When my device turned on again it ACKed the SYN packet and the TCP connection opened (48423 port).

After some time the old socket tryed another retransmission from the lost ping request (Nº 1461 from below image) (port 48420, first connection) RstFirst

As the method _disconnect() from file \connectionhandling\mqtt_client_mqtt_connection_base.dart never got called when there is a ping response fail, the old sock still exists (port 48420), including the old listeners. The device RSTed the connection (Nº 1464) because it was powered off 'cause the connection don't exist, that RST call the onDisconnect callback and set the connection as disconnected also Ping Req from the new connection do not happen anymore (Set to 15s) when my device stays more than 15s without ping req it ends the connection as expected and put the smartphone in this eternal loop.

wagner-rebello commented 3 years ago

"What do you mean by ' with the option "enabled". Set the property ("Option") disconnectOnNoResponsePeriod >= 1

This is the new option that you created to "disconnect" when there is no ping respones after some time.

shamblett commented 3 years ago

Ah OK, its not a socket option, so back to my original point, how do you suggest the client 'disposes' of old references to its sockets? I can't think of a way to do this.

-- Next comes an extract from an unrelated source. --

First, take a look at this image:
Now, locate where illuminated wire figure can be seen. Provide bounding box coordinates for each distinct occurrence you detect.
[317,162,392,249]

shamblett commented 3 years ago

BTW issue #302 shows the disconnectOnNoResponsePeriod opytion working for the use case the OP had, so it does work in some, hopefully most cases.

wagner-rebello commented 3 years ago

Ah OK, its not a socket option, so back to my original point, how do you suggest the client 'disposes' of old references to its sockets? I can't think of a way to do this.

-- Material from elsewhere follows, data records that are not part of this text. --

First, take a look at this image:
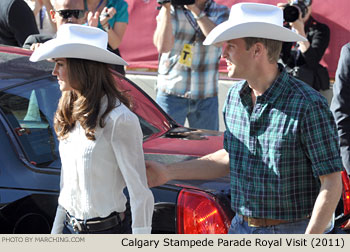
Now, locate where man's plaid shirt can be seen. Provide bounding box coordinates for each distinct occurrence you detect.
[157,1,229,99]
[223,65,342,220]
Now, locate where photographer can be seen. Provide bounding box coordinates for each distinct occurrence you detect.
[277,0,330,90]
[153,0,229,130]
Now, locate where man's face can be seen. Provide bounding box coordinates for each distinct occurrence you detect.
[50,0,87,29]
[222,38,252,79]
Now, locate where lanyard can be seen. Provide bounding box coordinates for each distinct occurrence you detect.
[182,0,212,43]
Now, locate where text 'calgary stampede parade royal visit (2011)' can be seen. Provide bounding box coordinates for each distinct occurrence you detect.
[120,237,345,248]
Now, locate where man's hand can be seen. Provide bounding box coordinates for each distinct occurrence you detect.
[30,43,41,51]
[146,161,169,187]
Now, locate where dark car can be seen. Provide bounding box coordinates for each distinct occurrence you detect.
[0,46,350,234]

Maybe some chunk of code that can be called on internalConnect method that verify existance of connection variable before re-instantiation and some public method that destroy the socks.

I'm creating a clean project to test how the TCP listener behave after destroying sockets.

shamblett commented 3 years ago

Yes, destroy may be an option here, depending on how it works, we dont want destroy to call one of the closures like onDone etc. Your work here is interesting, please post back your results, thanks.

wagner-rebello commented 3 years ago

After the tests i can confirm. Calling destroy on the old sock (client variable in your lib) stop all callbacks from listen. onData, onError listeners from the old sock are destroyed in conjunction. But the onDone is called when destroying the old client.

wagner-rebello commented 3 years ago

You can cancel the listener before destroying the socket, this way none of the callbacks run. image

shamblett commented 3 years ago

Yes I remember now, I actually use this mechanism in the browser ws comnnection -

...
 closeEvents = client.onClose.listen((e) {
        MqttLogger.log(
            'MqttBrowserWsConnection::connect - websocket is closed');
        closeEvents.cancel();
        errorEvents.cancel();
        return completer.complete(MqttClientConnectionStatus());
      });
      errorEvents = client.onError.listen((e) {
        MqttLogger.log(
            'MqttBrowserWsConnection::connect - websocket has erred');
        closeEvents.cancel();
        errorEvents.cancel();
        return completer.complete(MqttClientConnectionStatus());
      });
...

Why it never occurred to me to apply this to the rest of the connection handlers I don't know.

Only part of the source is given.